The catalyst was a friendship between Wilson and William Muchiru, who grew up in a Kenyan orphanage and now heads OpBlue's local operations. Muchiru spends 11 months a year away from home managing projects across the country.
"I was given education for free, food for free," Muchiru said. "What really drives me is to just see somebody being impacted as I was impacted."
Water scarcity forces hard choices at schools like Esonorua. Headmaster Patrick Mwangi can only afford to fill one of four water tanks, and when water runs out, so does food.
"Last week we didn't have food in the school because we didn't have water and in that week we have a lot of absence," Mwangi said. Many students rely on school meals as their only food of the day.
OpBlue tracks data on waterborne diseases like typhoid and cholera at each location. The charity provides water filters that remove 99% of bacteria, along with scholarships and two daily meals.
Wilson funds the charity partly through his Willow and Goose wine label, created after the 2019 Cudlee Creek bushfires destroyed his family home. He made the first vintage with friends in a barn built on the ashes.
The Ripple Effect
The results speak volumes. At Esonorua, attendance has tripled since OpBlue arrived seven years ago.
"When I came here we had classes with three students," Mwangi said. "For the first time we have a class with over 70 students."
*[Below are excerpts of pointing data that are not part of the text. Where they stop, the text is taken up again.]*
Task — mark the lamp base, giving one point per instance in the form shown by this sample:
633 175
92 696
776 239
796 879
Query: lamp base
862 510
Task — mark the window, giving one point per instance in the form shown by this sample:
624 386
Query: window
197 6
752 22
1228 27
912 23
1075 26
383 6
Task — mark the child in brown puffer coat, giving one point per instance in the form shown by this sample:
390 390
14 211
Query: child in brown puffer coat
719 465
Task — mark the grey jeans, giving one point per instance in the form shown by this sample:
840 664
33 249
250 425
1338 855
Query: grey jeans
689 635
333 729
The charity also serves four refugee camps near the Somali border, where over 550,000 people were displaced by war and climate disasters in 2024. Wilson acknowledged the danger his team faces.
"These are projects where our team put themselves in harm's way to help others," he said.
From his laptop in a ute parked among chardonnay vines, Wilson monitors which projects work and which don't. "Data collection is the backbone of what we do," he said.
One annual fundraising gala at Golding Wines raised over $75,000 in 2025, helping expand the charity's reach across Kenya.